Other findings seem to apply almost as equally to the subject cities as to today’s increasingly stratified, bifurcated urban polities: “Observable results [of urban partitions] include increased mutual avoidance, apathy, a growing conviction that a rival group uis responsible for assorted social ills, and a lack of interest concerning the activities of residents on the other side of the partition [emphasis mine].”

Many of the cities featured in this survey were divided as a result of British imperial withdrawal. Britain’s colonial preference of favoring a chosen ethnicity or other particular group – at the expense of the others – is well-documented in Jerusalem and, of course, Belfast, and London’s dithering over the Cypriot crisis coupled with an inability to broker a compromise led to the island’s inhabitants taking measures into their own hands. Britain’s persistence in devising constitutions and legislatures predicated on ethnic quotas and representations led to an emphasis on in-group/out-group identity that did not exist in the same way prior to their rule. The legacies of empire continue to last and to linger over these divided lands.

Other similarities emerge, at times verging on the repetitive, but the point is an important one: partition leads to, among other things, a senseless duplication of infrastructure and services, to second fire and police and school and transport and sanitation systems that further drain the already-reduced resources of a city in recovery.

But there is also grounds for hope. Nicosia’s sewage system is impossible to duplicate for a separate northern and southern system, and so a single unified treatment plant and sewers are run jointly by Turkish and Greek engineers. Finding room to cooperate where possible – particularly on a local level, where politicians and leaders are less beholden to national sentiments and resentments – is key to overcoming hatreds and unnecessary redundancy. But this doesn’t come naturally to a divided city.

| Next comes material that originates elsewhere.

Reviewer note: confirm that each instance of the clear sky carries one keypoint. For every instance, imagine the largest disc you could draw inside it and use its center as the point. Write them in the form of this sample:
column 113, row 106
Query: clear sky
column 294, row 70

The lessons of Divided Cities are as relevant as ever. The book was written during the occupation of Baghdad, when US forces erected their own barricades and insisted on religious quotas for the Council of Representatives, ascribing much of the violence in the country to a Sunni-Shia divided (rather than other local causes). With cities frequently cited as the next major battlefield for the militaries of the world, finding a new approach without unnecessary partition will be key to avoiding new sectarian violence. But thanks to this book, we can begin to chart a path forward.

Cross-posted [mostly] from Goodreads.